๑۩۞۩๑ Kitap Dünyası - İlim Dünyası Kütüphanesi ๑۩۞۩๑ => Hz.Muhammedin İslam Daveti => Konuyu başlatan: Ekvan üzerinde 26 Temmuz 2011, 11:55:06



Konu Başlığı: İntikam Savaşı: Uhud
Gönderen: Ekvan üzerinde 26 Temmuz 2011, 11:55:06
İntikam Savaşı: Uhud


O (mü'min)ler ki, yaralı oldukları hâlde ALLAH'ın ve Resulünün çağrısına uy­dular; onlardan iyilik edenler ve (şirkten/günahtan) korunanlar için pek büyük mükafat vardır. Onlar ki, halk kendilerine: (Düşmanınız olan) insan­lar size karşı ordu toplamışlar, onlardan korkun!' deyince, (bu söz) onların imanını artırdı ve 'ALLAH bize yeter, O, ne güzel vekildir' dediler.
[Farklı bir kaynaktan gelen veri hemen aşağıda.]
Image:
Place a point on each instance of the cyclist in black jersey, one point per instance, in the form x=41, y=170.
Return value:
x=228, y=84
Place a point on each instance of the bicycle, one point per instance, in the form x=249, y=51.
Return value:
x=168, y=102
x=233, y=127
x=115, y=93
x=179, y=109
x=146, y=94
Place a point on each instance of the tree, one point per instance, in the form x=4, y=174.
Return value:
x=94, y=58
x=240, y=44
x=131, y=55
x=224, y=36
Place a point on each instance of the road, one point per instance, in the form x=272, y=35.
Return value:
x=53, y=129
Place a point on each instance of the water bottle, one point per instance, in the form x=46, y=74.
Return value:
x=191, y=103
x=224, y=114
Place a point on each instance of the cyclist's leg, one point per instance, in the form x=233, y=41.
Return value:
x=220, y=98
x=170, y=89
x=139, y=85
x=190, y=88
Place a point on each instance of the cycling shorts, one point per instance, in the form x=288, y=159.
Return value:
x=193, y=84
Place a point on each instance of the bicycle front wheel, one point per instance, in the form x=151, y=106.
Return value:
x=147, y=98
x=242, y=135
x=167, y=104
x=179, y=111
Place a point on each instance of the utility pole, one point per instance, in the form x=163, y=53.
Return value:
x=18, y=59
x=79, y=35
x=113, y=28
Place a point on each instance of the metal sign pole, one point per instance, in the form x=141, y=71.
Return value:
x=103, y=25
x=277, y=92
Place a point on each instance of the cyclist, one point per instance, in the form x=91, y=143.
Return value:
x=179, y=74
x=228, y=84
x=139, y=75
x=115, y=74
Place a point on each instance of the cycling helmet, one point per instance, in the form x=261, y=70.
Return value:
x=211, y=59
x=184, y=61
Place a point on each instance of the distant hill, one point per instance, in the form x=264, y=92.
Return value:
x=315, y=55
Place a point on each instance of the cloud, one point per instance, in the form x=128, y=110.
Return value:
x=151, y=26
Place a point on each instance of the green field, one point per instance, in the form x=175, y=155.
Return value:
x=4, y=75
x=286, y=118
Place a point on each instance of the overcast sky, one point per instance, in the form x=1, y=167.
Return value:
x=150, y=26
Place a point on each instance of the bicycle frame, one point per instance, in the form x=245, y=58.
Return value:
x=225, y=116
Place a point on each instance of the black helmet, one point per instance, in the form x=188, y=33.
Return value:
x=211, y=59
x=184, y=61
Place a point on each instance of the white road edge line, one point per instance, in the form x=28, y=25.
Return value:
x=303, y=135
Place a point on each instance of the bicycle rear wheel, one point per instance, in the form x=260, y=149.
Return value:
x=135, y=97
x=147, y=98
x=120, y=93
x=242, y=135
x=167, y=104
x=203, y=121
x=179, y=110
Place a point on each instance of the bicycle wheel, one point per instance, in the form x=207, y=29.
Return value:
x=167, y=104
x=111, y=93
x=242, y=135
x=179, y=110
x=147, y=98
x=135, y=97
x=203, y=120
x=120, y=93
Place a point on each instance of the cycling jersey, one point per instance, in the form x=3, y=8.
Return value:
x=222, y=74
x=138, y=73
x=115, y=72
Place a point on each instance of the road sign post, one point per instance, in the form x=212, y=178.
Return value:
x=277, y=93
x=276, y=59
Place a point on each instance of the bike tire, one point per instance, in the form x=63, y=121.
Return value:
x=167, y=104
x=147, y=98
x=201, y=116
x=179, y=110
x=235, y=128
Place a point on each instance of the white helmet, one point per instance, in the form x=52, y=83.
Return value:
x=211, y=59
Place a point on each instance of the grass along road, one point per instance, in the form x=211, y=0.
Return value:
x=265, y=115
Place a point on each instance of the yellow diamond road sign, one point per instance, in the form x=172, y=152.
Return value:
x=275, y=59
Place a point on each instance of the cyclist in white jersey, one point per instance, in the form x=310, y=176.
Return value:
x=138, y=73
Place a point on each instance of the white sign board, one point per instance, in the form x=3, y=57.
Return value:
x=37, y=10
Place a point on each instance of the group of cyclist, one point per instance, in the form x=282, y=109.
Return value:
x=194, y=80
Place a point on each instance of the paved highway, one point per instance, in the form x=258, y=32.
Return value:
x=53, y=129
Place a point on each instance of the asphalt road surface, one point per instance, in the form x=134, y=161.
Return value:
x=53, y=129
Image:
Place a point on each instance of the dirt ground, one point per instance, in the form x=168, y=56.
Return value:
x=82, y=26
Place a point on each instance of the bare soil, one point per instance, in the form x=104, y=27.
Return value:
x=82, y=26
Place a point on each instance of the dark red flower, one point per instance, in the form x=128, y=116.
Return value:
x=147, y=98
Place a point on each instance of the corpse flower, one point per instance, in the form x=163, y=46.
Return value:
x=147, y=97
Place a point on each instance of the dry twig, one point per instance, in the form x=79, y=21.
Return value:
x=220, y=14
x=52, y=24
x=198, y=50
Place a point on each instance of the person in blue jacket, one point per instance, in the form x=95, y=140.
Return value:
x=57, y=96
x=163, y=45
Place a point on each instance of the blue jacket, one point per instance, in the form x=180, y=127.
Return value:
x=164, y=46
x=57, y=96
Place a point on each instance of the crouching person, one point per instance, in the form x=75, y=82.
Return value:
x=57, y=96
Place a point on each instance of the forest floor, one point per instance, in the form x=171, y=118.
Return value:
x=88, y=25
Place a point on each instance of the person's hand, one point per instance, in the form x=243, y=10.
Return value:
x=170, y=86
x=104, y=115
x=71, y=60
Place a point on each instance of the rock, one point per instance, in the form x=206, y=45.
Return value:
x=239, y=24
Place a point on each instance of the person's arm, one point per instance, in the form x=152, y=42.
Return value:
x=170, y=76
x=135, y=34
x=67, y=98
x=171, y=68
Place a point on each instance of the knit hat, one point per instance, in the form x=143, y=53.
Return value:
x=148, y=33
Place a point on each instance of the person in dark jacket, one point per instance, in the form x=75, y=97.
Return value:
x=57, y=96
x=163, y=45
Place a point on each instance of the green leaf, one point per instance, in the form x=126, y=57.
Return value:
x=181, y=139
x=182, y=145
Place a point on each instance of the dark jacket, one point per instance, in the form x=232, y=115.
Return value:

Bundan do­layı ALLAH'tan bir nimet ve bollukla geri döndüler, kendilerine hiçbir kötü­lük dokunmadı. ALLAH'ın rızasına uydular. ALLAH büyük kerem sahibidir. [232]

ALLAH'ın Resulü Uhud günü beni Sâ'd b. Rabi'yi aramaya gönderdi. Ölüler arasında dolaşmaya başladım. Sâ'd'ı bulduğumda son nefesini vermek üze­reydi. Vücudunda yetmiş kadar darbe izi vardı. Vücudunun her yam mız­rak, kılıç ve okların açtığı yaralarla doluydu. Kendisine 'Ey Sâ'd! ALLAH'ın Re­sulü sana selâm söyledi. Kendini naşı! bulduğunu öğrenmek istiyor' dedim. Al­lah'ın Resulüne selâmımı ilet. O'na cennetin kokusunu aldığımı söyle. Kavmim Ensar'a da, müşriklerin ALLAH'ın Resulüne yaklaşmalarına ve zarar vermeleri­ne izin verirseniz ALLAH'ın huzurunda mazeretiniz olmaz dediğimi söyle' dedi ve ruhunu teslim etti. [233]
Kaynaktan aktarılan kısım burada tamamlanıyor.